Sikeston's AEL has satellite programs in Caruthersville, Hayti, Portageville, New Madrid, and sometimes Charleston and Steele. "What's great about AEL is the individualized tests and the students work at their own pace," Parker said. "If they miss, they won't get behind, and if they move quickly, the can advance to a higher level."

With the growing number of Missouri residents who are not native English speakers, instruction in basic literacy skills has become an increasingly important aspect of adult education, and an increasing number of AEL programs now offer ESL classes.

Approximately 46 percent of graduated high school seniors did not pass the current GED test so it's tough enough to be worthy; however 54 percent did pass it so it's a fair test, Parker said.

"Walid just wants to do what he loves," Lee said of his classmate.

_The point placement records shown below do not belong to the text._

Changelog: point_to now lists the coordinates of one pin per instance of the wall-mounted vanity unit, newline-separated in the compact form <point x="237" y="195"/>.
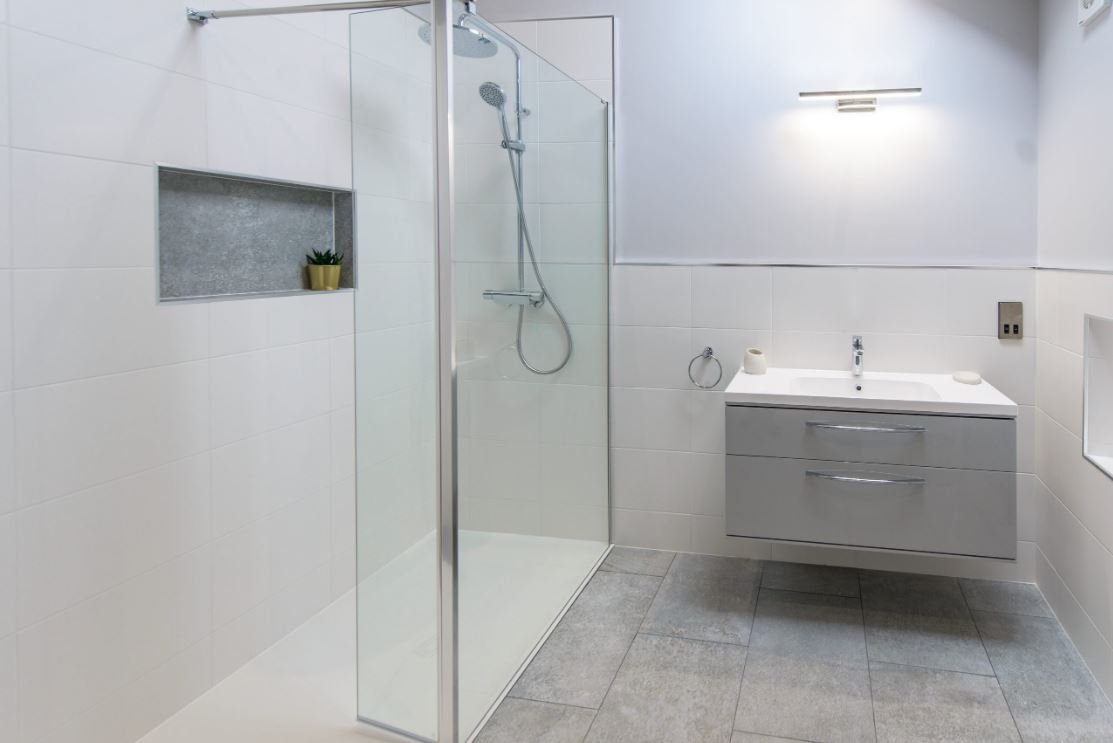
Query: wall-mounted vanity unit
<point x="907" y="462"/>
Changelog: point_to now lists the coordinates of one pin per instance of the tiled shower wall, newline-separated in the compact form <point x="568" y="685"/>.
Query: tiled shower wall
<point x="175" y="479"/>
<point x="668" y="436"/>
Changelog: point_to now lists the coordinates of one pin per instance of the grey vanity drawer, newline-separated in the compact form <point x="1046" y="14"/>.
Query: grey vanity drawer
<point x="929" y="441"/>
<point x="959" y="512"/>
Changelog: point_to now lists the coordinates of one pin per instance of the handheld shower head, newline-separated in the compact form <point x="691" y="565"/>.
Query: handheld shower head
<point x="493" y="95"/>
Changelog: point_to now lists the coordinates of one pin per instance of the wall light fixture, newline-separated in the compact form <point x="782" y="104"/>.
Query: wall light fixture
<point x="859" y="101"/>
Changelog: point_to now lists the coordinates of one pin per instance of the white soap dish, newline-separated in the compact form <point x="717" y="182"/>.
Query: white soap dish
<point x="967" y="377"/>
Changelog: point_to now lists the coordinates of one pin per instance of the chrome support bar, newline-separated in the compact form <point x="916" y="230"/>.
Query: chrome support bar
<point x="203" y="17"/>
<point x="865" y="481"/>
<point x="514" y="297"/>
<point x="866" y="429"/>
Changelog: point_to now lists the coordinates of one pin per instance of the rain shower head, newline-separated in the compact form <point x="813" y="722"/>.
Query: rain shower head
<point x="493" y="95"/>
<point x="465" y="42"/>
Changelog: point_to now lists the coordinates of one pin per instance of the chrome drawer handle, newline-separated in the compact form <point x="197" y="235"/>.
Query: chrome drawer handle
<point x="865" y="481"/>
<point x="867" y="429"/>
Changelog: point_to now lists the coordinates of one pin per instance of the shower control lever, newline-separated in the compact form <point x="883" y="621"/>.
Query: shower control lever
<point x="514" y="297"/>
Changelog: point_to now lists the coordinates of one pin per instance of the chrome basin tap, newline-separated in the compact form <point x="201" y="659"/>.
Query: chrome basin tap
<point x="857" y="357"/>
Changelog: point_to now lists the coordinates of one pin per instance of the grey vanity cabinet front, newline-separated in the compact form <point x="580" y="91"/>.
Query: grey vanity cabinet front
<point x="916" y="501"/>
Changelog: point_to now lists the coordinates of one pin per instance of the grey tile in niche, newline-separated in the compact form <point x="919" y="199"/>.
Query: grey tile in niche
<point x="809" y="626"/>
<point x="670" y="690"/>
<point x="914" y="705"/>
<point x="1049" y="689"/>
<point x="810" y="578"/>
<point x="928" y="595"/>
<point x="220" y="235"/>
<point x="633" y="560"/>
<point x="805" y="699"/>
<point x="1005" y="597"/>
<point x="934" y="642"/>
<point x="524" y="720"/>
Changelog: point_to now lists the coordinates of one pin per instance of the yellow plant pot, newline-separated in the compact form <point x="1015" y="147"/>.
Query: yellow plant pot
<point x="324" y="278"/>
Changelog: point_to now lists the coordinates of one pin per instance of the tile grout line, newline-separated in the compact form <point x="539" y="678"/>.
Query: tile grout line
<point x="865" y="642"/>
<point x="1001" y="689"/>
<point x="749" y="640"/>
<point x="632" y="641"/>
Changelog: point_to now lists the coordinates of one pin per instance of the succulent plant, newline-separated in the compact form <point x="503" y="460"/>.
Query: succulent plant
<point x="324" y="258"/>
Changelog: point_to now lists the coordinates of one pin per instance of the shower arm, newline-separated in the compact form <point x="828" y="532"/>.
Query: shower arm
<point x="203" y="17"/>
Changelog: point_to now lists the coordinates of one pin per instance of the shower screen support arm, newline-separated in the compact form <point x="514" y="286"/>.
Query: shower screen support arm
<point x="203" y="17"/>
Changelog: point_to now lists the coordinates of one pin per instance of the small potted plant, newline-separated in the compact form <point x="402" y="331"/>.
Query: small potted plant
<point x="324" y="268"/>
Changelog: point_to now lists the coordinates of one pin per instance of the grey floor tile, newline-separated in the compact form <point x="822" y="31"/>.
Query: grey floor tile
<point x="711" y="611"/>
<point x="810" y="578"/>
<point x="815" y="626"/>
<point x="579" y="661"/>
<point x="523" y="720"/>
<point x="642" y="562"/>
<point x="612" y="601"/>
<point x="805" y="699"/>
<point x="1005" y="597"/>
<point x="706" y="567"/>
<point x="929" y="595"/>
<point x="708" y="598"/>
<point x="934" y="642"/>
<point x="671" y="690"/>
<point x="1050" y="691"/>
<point x="922" y="705"/>
<point x="573" y="667"/>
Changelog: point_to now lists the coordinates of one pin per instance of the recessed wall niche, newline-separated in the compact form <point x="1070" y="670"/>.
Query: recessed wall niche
<point x="1097" y="442"/>
<point x="226" y="235"/>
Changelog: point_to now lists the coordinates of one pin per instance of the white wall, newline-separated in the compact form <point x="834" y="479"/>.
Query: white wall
<point x="718" y="161"/>
<point x="174" y="479"/>
<point x="1073" y="497"/>
<point x="669" y="437"/>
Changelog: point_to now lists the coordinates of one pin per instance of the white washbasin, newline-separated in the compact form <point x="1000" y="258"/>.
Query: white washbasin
<point x="874" y="390"/>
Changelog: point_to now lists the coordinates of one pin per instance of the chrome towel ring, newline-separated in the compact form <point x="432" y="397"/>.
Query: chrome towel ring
<point x="707" y="354"/>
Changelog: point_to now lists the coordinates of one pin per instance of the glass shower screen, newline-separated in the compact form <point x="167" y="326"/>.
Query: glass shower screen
<point x="530" y="267"/>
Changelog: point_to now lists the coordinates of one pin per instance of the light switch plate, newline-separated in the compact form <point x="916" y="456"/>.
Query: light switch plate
<point x="1091" y="9"/>
<point x="1010" y="320"/>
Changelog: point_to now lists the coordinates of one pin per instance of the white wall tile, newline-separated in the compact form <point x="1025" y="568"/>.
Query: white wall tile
<point x="731" y="297"/>
<point x="581" y="48"/>
<point x="60" y="317"/>
<point x="1007" y="365"/>
<point x="6" y="196"/>
<point x="972" y="298"/>
<point x="78" y="101"/>
<point x="7" y="453"/>
<point x="652" y="296"/>
<point x="900" y="300"/>
<point x="254" y="135"/>
<point x="6" y="328"/>
<point x="156" y="35"/>
<point x="651" y="357"/>
<point x="72" y="548"/>
<point x="673" y="482"/>
<point x="9" y="557"/>
<point x="240" y="572"/>
<point x="650" y="419"/>
<point x="652" y="531"/>
<point x="109" y="213"/>
<point x="85" y="652"/>
<point x="9" y="690"/>
<point x="815" y="299"/>
<point x="154" y="416"/>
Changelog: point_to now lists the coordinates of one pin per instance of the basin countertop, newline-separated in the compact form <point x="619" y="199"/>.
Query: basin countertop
<point x="879" y="390"/>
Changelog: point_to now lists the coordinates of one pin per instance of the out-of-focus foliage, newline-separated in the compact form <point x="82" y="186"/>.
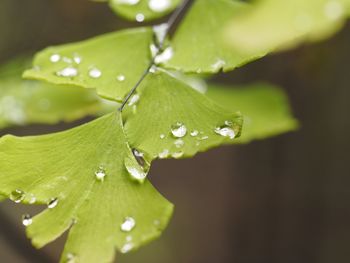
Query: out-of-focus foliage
<point x="268" y="25"/>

Lee was promised home schooling but due to financial differences, it didn't happen, he said.

"I was forced to work, and I had a baby (to support)," explained Lee.

Lee attended New Horizons School in Sikeston, but had attendance problems due to working and learned of AEL, he said. By utilizing AEL, Lee said he can follow a more flexible schedule. It's since then Lee said he's learned everybody needs education.

"Society is beginning to be where you have to have a high school diploma to flip burgers," said Lee, who recently began the program.

And the GED is highly respected, Lee said, adding there are some people who would rather hire people with GEDs because they know they want to get work.

Lee said, looking around his classroom: "I don't know about these people, but I'm here to finish -- to get done."